Publication: The Day
The election of Scott Brown to represent Massachusetts in the U.S. Senate has again focused attention on the Senate filibuster rule. To end debate on legislation requires 60 votes - three-fifths of the Senate. When sworn-in, Brown will become the 41st Republican senator.
The immediate impact is on health care reform legislation. Brown told voters that if elected he would deny Democrats the 60 votes they need to overcome a filibuster threat and pass a health care bill. It also gives the Republican 41 the opportunity to derail any legislation they don't like.
Critics of the filibuster say it is an archaic rule that blocks the will of the majority and contributes to gridlock in Washington. Traditionalists point to its long history of serving as a check on the majority's ability to ram through legislation. It can force compromise, or at least a pause in the action to consider alternatives.
The problem is not the concept of the filibuster, but the namby-pamby rules that exist in the modern Senate. Rules allow for a "procedural" filibuster. Senators only have to declare a filibuster. Unless the majority can muster 60 votes to block the make-believe debate, the legislation halts.

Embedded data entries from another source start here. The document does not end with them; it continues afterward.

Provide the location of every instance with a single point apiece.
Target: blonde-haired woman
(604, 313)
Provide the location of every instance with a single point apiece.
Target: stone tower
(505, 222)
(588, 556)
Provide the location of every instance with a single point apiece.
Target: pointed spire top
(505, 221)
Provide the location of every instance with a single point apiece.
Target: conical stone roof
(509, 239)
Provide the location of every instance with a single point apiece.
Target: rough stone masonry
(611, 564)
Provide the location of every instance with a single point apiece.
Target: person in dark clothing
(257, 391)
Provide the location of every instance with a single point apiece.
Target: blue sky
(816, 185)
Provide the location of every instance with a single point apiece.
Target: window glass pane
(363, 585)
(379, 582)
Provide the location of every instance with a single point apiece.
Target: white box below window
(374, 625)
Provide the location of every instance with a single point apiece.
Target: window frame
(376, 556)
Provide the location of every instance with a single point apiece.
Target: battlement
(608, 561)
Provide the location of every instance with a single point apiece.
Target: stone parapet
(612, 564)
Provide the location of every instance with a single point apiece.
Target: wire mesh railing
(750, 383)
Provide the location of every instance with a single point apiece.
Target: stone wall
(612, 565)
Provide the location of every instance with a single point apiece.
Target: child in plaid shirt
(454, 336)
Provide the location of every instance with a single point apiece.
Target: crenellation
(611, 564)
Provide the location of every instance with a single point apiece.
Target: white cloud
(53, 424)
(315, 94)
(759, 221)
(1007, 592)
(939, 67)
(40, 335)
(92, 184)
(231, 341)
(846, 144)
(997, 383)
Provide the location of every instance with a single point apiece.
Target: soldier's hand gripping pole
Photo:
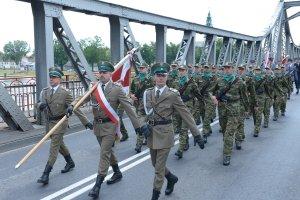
(87, 94)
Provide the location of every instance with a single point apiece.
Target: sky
(251, 17)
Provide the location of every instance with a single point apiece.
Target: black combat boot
(187, 145)
(138, 148)
(94, 193)
(124, 137)
(172, 180)
(69, 165)
(45, 177)
(117, 176)
(238, 145)
(179, 154)
(226, 160)
(155, 194)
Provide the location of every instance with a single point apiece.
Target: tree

No longer does anyone have to stand, as South Carolina's J. Strom Thurmond did in 1957, and keep speaking for 24 hours and 18 minutes. Thurmond successfully blocked civil rights legislation, as successive filibusters did until the Civil Rights Act of 1964 passed, with a cloture vote ending a 57-day debate.

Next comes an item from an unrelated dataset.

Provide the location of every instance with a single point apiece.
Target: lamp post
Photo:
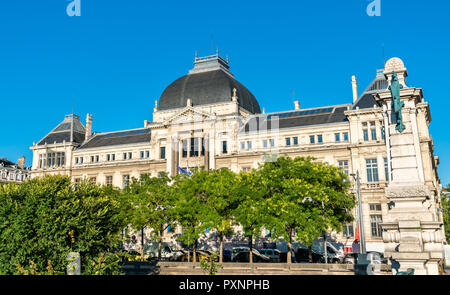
(360, 214)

During the 1930s, the Depression era, Sen. Huey P. Long of Louisiana used the filibuster against numerous bills that he thought favored the rich over the poor.
These and other senators over the years had to keep talking if they wanted to stop a proposal. If the public got angry about the hold-up, they knew where to direct that anger - the filibustering senators who would not shut up. True filibusters helped flesh out public opinion on an issue, with citizens either rallying to the cause of the bloviating senators or demanding an end to their talk. A public outcry finally persuaded 60 senators to end the anti-civil rights' filibuster.

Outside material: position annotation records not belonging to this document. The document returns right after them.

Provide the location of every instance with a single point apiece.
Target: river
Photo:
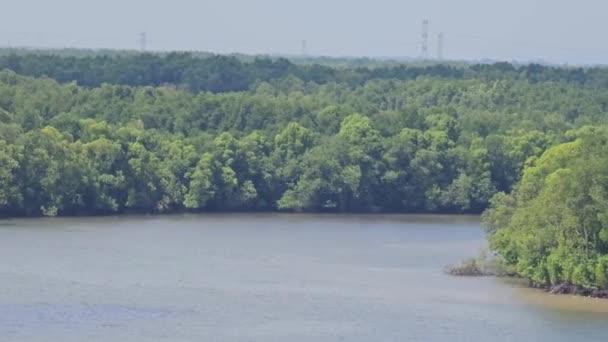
(268, 278)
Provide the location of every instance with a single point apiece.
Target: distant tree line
(424, 145)
(216, 73)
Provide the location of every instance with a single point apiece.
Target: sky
(558, 31)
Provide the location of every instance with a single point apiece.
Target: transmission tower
(440, 42)
(425, 39)
(142, 42)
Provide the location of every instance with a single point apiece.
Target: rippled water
(268, 278)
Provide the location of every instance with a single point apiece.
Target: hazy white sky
(562, 31)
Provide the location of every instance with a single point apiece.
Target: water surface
(268, 278)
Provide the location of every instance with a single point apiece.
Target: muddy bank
(566, 289)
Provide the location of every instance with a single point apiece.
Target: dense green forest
(174, 132)
(553, 229)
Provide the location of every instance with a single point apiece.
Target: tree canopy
(150, 133)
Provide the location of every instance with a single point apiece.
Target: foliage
(178, 132)
(553, 229)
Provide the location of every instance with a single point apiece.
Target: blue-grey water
(268, 278)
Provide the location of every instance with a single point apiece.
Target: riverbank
(484, 266)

It is too easy to allow obstructionists to simply declare a filibuster and not have to back it up.
Theoretically, the Senate majority leader - currently Sen. Harry Reid, D-Nev. - can force filibustering senators to talk, not just pretend. While he should, there is no indication he will.
If the Senate fails to return to the true filibuster, it means a supermajority will be necessary to pass any legislation, which is a recipe for gridlock.
If the 41 want to stop health care reform, let them work for it.
Paul Choiniere is editorial page editor.